“L’introduzione delle bodycam per medici e personale sanitario decisa dalla Regione Veneto rappresenta una sconfitta per tutti. È il frutto amaro di una frattura profonda tra chi cura e chi viene curato, un processo di delegittimazione che parte da lontano e che ha intaccato il valore sociale dei saperi specialistici, colpendo alla fine tutti. Anche chi si fa portavoce, inconsapevole o meno, di questo atteggiamento, perché minare la fiducia tra medico e paziente significa in fondo rinunciare ad essere curato”.
A dirlo è Pietro Dattolo, presidente dell’Ordine dei Medici Chirurghi e Odontoiatri della provincia di Firenze, commentando la dotazione di videocamere il personale sanitario della Regione Veneto.
“Non possiamo permettere che episodi di violenza fisica e verbale passino inosservati o siano ormai considerati ‘normali’ – dice Dattolo – continuando come se non fosse successo nulla. È sufficiente guardare ai numeri delle aggressioni per capire che non è così: qualcosa si è rotto, purtroppo”.
“Quello che accade negli ospedali italiani – prosegue Dattolo – non è il risultato di un episodio isolato, ma di un clima che ha reso accettabile, e talvolta perfino giustificabile, l’attacco a chi lavora ogni giorno per la salute degli altri.

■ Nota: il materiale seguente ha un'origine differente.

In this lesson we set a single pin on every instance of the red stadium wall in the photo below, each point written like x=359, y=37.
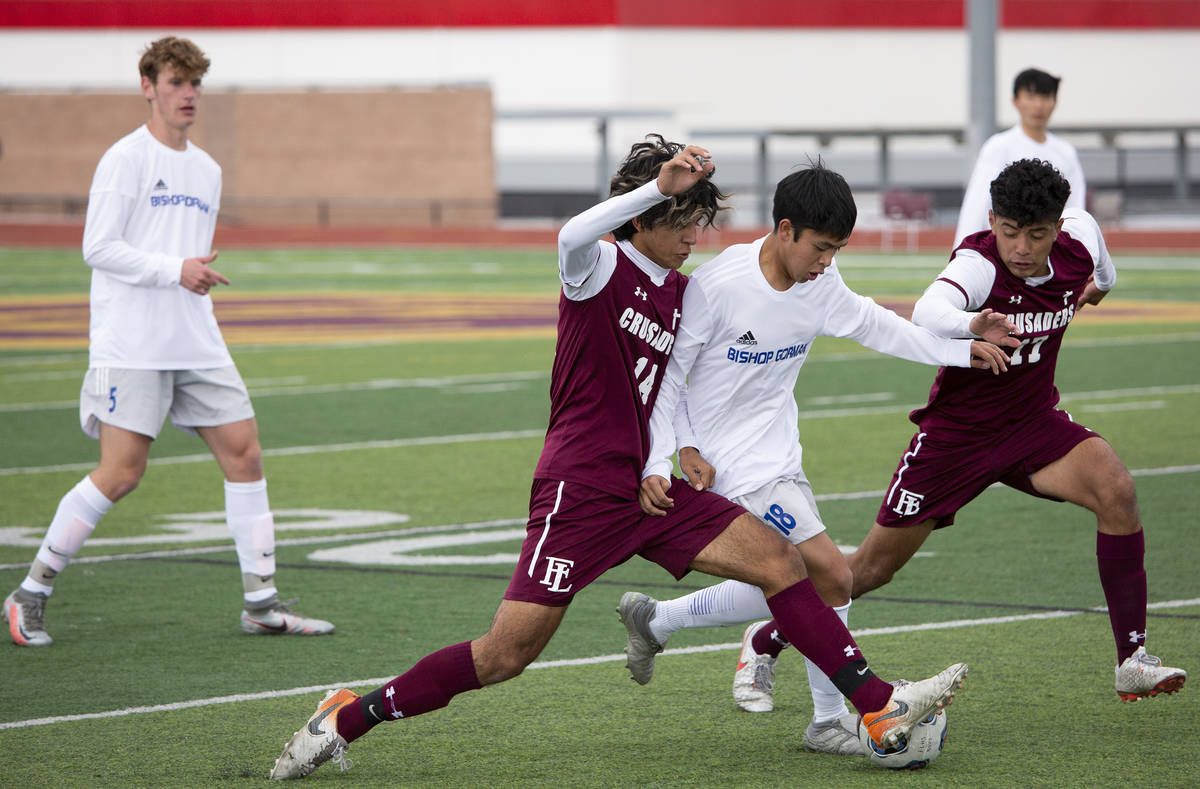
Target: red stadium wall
x=629, y=13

In questo senso la bodycam è uno strumento di tutela. Ma rappresenta anche il segno di una sfiducia reciproca che ci deve far riflettere: se c’è bisogno di registrare ogni parola, ogni gesto, allora la relazione medico-paziente è già gravemente compromessa”.
Il tema, per Dattolo, non si esaurisce con l’adozione di strumenti tecnologici: “Servono misure di sicurezza, ma serve anche la certezza della pena per chi aggredisce un sanitario. Non possiamo permettere che chi alza le mani o minaccia un medico – dice il presidente dell’Ordine dei Medici di Firenze – venga subito rimesso in libertà, come se nulla fosse. È anche da questo che passa il rispetto per la professione”.
“È un bene intervenire con misure anche forti come la bodycam, ma non possiamo fermarci alla superficie – conclude Dattolo –. Il problema è culturale e sociale. Se siamo arrivati al punto di dover sorvegliare cosa avviene in una stanza d’ospedale, significa che come Paese dobbiamo ripensare alla centralità del rapporto di fiducia tra cittadini e professionisti. E farlo presto, perché la sicurezza non si garantisce solo con una telecamera: si garantisce restituendo autorevolezza a chi dedica la vita alla salute pubblica”.